Kościół, miejsca swięte to juz dzisiaj ma mało wspólnego z chrzescijaństwem. Dla ksieży liczy sie tylko jak najdroższy samochód, którym wolno im nawet po tych świętych miejscach jeżdzić.Mają to za nic, fruwaja furami po cmentarzysku. Po co ci księza są ?
OdpowiedzUsuńNowe czasy + wygoda. Tego chyba się nie da zatrzymać. Podobnie jest z innymi "wygodnickimi", gdyby mogli, autem wjechaliby do sklepu, urzędu itp. Pole do popisu dla Straży Miejskiej - pieniądze leżą, stoją w miejscach niedozwolonych.

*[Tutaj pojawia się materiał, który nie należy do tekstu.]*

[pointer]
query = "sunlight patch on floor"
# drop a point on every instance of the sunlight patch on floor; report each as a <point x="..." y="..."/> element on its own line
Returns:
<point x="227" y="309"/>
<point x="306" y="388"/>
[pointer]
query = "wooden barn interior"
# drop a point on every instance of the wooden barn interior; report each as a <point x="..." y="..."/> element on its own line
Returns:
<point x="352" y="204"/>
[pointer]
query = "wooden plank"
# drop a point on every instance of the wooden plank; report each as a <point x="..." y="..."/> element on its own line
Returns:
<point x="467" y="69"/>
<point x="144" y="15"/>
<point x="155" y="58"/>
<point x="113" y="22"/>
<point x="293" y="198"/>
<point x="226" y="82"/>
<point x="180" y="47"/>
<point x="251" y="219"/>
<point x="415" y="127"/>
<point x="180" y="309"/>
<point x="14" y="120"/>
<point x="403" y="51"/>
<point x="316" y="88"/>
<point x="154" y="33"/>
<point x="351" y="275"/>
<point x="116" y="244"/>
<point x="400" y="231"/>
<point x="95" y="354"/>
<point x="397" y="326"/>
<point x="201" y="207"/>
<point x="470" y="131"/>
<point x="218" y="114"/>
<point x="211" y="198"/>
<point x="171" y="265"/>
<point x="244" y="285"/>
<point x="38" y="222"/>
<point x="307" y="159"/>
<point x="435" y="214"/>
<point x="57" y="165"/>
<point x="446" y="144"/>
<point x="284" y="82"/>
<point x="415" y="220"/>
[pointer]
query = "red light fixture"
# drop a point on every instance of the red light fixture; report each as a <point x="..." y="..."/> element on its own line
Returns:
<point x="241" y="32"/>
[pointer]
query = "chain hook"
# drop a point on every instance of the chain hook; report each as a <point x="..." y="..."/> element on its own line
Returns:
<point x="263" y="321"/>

Do roboty Strażnicy, w miejscach przykościelnych tym bardziej.
OdpowiedzUsuńPozdrawiam -
****"ZADAJ PYTANIE BURMISTRZOWI !"****
OdpowiedzUsuńwww.youtube.com/watch?v=xxZJI4wmiSE
Mamy w Polsce rekordową liczbę biurokratów - 550 000.W okresie "przemian" przybyło ich 400 000 !!
W ramach oszczędności należałoby zwolnić ok.350 000 biurokratów biorących pieniądze z naszych podatków.
Zlikwidować służbowe środki komunikacji i zastąpić rowerami.Zlikwidować diety i kominy płacowe
-po kilkadziesiąt tysięcy-to skandal!!
Do obsługi programów unijnych zatrudniono ok.120 000 biurokratów!!??
Na bazie PKP powstało...160 spółek! W każdej z nich jest prezes i Rada Nadzorcza !
Niemal każdy minister ma...8-10 zastępców! Każdy ma Gabinet Polityczny,służby prasowe itd.
To jest GIGANTYCZNE marnotrawstwo pieniędzy!!
Proszę zobaczyć w Danii,Holandii-urzędnicy w garniturkach śmigają rowerkami-"biedne kraje",
tylko w Polsce taka rozpusta i każdy urzędas wozi swoje 4-litery.Ale przecież w Polsce jazda rowerem
to wstyd dla pana burmistrza,rower tylko dla plebsu.
Ale podobno burmistrz Bielawy zrobił prawko dopiero za 12-razem,to nie będzie teraz jeździł rowerem:)
A czy potrafi jeździć rowerem? A może nie jeździ z lenistwa?
Nasi księża zamiast chodzić pieszo i boso jak Jezus,też jeżdżą..."Rover'ami".
A papież Franciszek-napomina i napomina!!
Wielu burmistrzów nie dotarłoby do ratusza gdyby chodzili pieszo,bo mogłoby to wielu obywateli sprowokować do czynów uznanych za naruszenie prawa.
Wielu biurokratów przesiadło się już do samolotów.Zapomni taki długopisa lub komórki,
to leci samolocikiem po ten długopis.